Date of Hike: Saturday, July 1, 2017
Middle Fork Trail was overrun with nettles and thorny plants. There were probably 100+ downed trees (July 1, 2017) on the loop which made it significantly harder to hike with a pack. We weren't hiking after a storm and there was moss on many of the trees so I don't think the trail is very well maintained.
The camping spot at the waterfall with the waterhole was really nice and worth the hike there. Lots of firewood around.
The forest was weirdly empty of animals and silent. We saw two watersnakes and heard birds but didn't even see a squirrel the whole time.

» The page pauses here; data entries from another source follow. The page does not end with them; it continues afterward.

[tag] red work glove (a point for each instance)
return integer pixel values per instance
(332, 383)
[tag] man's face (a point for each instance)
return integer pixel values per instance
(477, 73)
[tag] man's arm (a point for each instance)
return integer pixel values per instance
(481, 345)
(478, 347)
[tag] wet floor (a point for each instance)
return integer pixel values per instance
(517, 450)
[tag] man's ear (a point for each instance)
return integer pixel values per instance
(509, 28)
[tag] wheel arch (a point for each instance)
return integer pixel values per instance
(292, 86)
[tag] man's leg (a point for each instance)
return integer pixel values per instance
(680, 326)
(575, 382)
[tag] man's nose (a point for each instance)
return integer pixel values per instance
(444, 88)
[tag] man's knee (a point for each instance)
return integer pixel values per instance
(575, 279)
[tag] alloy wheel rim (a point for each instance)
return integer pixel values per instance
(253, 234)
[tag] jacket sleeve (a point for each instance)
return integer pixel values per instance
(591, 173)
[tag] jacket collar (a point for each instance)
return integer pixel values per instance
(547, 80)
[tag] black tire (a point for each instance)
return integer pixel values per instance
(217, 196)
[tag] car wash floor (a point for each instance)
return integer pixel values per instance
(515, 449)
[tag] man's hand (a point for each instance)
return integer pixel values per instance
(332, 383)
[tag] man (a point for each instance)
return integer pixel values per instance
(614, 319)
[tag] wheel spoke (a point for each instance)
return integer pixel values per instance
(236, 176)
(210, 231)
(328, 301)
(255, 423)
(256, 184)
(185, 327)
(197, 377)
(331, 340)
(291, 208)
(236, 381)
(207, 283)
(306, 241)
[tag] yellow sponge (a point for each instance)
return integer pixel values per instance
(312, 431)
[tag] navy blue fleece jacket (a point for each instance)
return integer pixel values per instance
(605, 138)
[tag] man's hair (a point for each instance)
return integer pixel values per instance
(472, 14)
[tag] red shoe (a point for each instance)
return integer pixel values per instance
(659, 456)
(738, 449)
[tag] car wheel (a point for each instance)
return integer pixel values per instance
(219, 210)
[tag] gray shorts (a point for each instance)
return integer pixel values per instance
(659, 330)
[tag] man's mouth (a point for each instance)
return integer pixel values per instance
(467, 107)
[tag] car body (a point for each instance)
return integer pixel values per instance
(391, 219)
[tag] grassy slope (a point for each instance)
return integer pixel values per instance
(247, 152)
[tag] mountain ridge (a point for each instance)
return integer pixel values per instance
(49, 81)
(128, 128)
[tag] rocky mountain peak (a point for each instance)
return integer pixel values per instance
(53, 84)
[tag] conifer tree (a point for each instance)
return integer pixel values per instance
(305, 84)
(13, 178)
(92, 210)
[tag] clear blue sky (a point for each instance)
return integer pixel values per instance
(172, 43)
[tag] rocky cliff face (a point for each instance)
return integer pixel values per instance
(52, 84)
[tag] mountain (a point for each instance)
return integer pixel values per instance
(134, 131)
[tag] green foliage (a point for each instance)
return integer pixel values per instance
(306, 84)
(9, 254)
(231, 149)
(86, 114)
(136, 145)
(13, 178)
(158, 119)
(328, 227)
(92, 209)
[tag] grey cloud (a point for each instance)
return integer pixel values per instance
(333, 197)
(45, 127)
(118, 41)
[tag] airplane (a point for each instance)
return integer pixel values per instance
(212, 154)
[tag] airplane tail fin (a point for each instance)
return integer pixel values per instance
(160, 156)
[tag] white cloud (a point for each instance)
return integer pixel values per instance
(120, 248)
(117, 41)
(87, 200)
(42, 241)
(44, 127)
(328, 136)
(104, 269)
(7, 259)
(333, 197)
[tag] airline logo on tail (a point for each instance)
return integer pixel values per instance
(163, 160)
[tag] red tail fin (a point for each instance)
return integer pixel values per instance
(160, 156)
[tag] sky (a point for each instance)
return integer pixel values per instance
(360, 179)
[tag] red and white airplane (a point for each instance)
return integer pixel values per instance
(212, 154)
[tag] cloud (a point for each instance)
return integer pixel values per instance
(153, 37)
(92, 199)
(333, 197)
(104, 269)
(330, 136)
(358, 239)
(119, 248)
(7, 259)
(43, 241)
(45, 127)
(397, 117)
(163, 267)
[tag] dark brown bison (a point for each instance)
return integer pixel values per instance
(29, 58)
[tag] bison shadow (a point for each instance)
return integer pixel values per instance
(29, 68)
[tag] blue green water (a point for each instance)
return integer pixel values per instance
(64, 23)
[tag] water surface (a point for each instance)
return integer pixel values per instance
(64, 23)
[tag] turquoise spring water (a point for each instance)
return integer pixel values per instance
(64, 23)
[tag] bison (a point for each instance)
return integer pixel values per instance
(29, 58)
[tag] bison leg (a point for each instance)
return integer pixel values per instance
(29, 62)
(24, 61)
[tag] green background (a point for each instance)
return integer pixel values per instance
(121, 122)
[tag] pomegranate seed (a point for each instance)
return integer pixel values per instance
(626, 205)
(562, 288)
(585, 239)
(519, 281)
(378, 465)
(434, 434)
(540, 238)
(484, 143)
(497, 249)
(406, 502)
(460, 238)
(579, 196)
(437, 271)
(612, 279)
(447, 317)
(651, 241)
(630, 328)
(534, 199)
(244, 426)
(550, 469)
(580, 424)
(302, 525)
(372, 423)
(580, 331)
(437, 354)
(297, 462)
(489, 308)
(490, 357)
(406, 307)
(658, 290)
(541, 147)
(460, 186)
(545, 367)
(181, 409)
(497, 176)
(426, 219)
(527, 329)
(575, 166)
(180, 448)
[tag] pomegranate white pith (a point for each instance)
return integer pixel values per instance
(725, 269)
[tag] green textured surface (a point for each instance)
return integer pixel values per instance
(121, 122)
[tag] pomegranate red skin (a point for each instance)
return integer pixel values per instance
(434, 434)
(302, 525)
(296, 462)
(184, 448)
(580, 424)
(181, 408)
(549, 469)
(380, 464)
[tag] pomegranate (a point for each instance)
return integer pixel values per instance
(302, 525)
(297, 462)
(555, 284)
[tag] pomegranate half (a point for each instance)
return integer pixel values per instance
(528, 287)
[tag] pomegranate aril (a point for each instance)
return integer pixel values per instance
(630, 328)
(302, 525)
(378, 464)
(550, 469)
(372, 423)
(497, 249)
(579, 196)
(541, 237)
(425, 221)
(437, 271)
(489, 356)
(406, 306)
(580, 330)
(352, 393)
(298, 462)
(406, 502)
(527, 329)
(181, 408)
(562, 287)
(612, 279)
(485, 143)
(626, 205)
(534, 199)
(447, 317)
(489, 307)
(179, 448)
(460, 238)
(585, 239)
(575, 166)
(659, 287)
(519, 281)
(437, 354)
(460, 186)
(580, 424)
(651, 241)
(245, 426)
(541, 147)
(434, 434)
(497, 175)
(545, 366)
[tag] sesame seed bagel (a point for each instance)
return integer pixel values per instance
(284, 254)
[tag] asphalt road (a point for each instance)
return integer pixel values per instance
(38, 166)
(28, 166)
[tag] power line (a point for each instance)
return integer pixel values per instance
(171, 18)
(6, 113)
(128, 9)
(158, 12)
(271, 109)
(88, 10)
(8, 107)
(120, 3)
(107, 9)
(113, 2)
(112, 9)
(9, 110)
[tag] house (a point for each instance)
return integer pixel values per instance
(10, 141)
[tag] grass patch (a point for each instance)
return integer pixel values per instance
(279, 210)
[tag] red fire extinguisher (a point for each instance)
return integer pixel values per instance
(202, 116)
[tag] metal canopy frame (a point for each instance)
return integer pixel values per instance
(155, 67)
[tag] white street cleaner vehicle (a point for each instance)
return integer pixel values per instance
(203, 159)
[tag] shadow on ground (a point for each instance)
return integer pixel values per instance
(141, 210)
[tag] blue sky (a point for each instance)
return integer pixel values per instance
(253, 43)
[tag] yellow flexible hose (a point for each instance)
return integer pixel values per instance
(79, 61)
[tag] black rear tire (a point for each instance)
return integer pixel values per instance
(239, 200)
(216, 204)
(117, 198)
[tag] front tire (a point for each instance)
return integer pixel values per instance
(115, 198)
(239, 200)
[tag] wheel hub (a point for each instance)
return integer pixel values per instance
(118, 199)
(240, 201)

Date of Hike: Wednesday, May 31, 2017
Did this hike by myself during the weekday and didn't see a single other person the entire time, it was gorgeous. The trail is still a bit hard to follow at points with countless downed trees on the Middle Fork trail. I started with Big Beechy since I wanted to hike to a further campsite the first day and camped at McClintock Run which was a nice spot though the Hell for Certain and site at the junction of Beechy and Middle Fork looked like the best options. While I agree the incline off Beechy would be somewhat tricky to go down if slick, it was fine with the trail dry.
At the junction of the Laurelly Branch and Middle Fork it looks like you should cross the river and go on Laurelly due to downed trees obscuring the Middle Fork so just be aware that you won't cross the creek until after Hell for Certain since it's a bit confusing.
Beautiful trail, particularly Big Beechy, though definitely echo the need for pants and boots since fairly muddy and overgrown with nettle in places.